State Rep. and Deputy Republican Leader Vincent Candelora of Durham tied the question to vaping. “We’re seeing the impact of vaping. We saw the impact of opioid addiction. Why on God’s Earth would we be introducing marijuana now to that commercial market?” he said.
Proponents of the bill include Gov. Ned Lamont, Senate President Pro Tem Martin Looney, House Speaker Joe Aresimowicz, state Rep. Matt Ritter and state Sen. Bob Duff, all Democrats; Duff represents Norwalk and parts of Darien.
The 108-page bill seeks the establishment of a regulated market for recreational marijuana by July 1, 2022.

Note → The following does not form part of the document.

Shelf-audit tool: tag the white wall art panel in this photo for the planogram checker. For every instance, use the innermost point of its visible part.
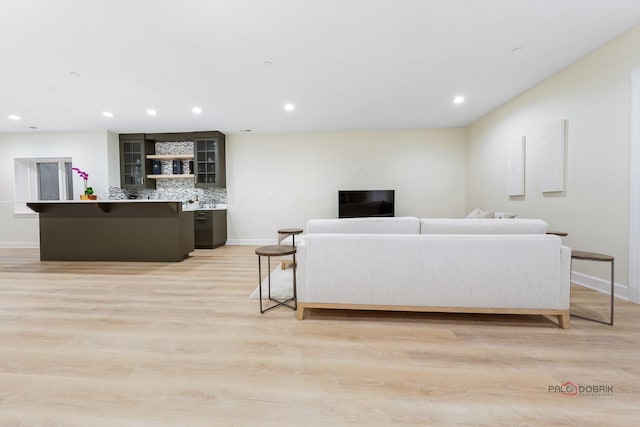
(515, 167)
(552, 151)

In written testimony, Lamont maintained that “Prohibiting the possession and sale of cannabis has produced a significant illicit market and staggering racial disparities in the dispensation of justice within our state.”
He also noted that Massachusetts, Maine, and Vermont have already legalized recreational marijuana, and that New York, Rhode Island, and New Jersey are also expected to legalize it.
“We can no longer stick our heads in the sand,” the governor said. “Cannabis currently, and will be increasingly, available to residents of Connecticut. While I do not believe that cannabis is a riskless drug, I do believe our state is better off developing a well-regulated market for cannabis.”
Lamont further said his administration does not view legalization as primarily a source of revenue, but as a means of positioning Connecticut in a competitive position with its neighboring states. Nevertheless, he added, the bill “sets up a fair tax structure that will provide meaningful new state and municipal revenues.”
The Department of Revenue Services estimates the state will collect $15.7 million after the bill takes effect, potentially growing to $59.9 million in the second year.
Connecticut legalized the sale of medical marijuana in 2012 and has decriminalized the possession of small amounts of the substance, but no legalization bill has come to a floor vote in either chamber of the General Assembly.
Whether a vote will take place before the short legislative session concludes on May 6 remains uncertain.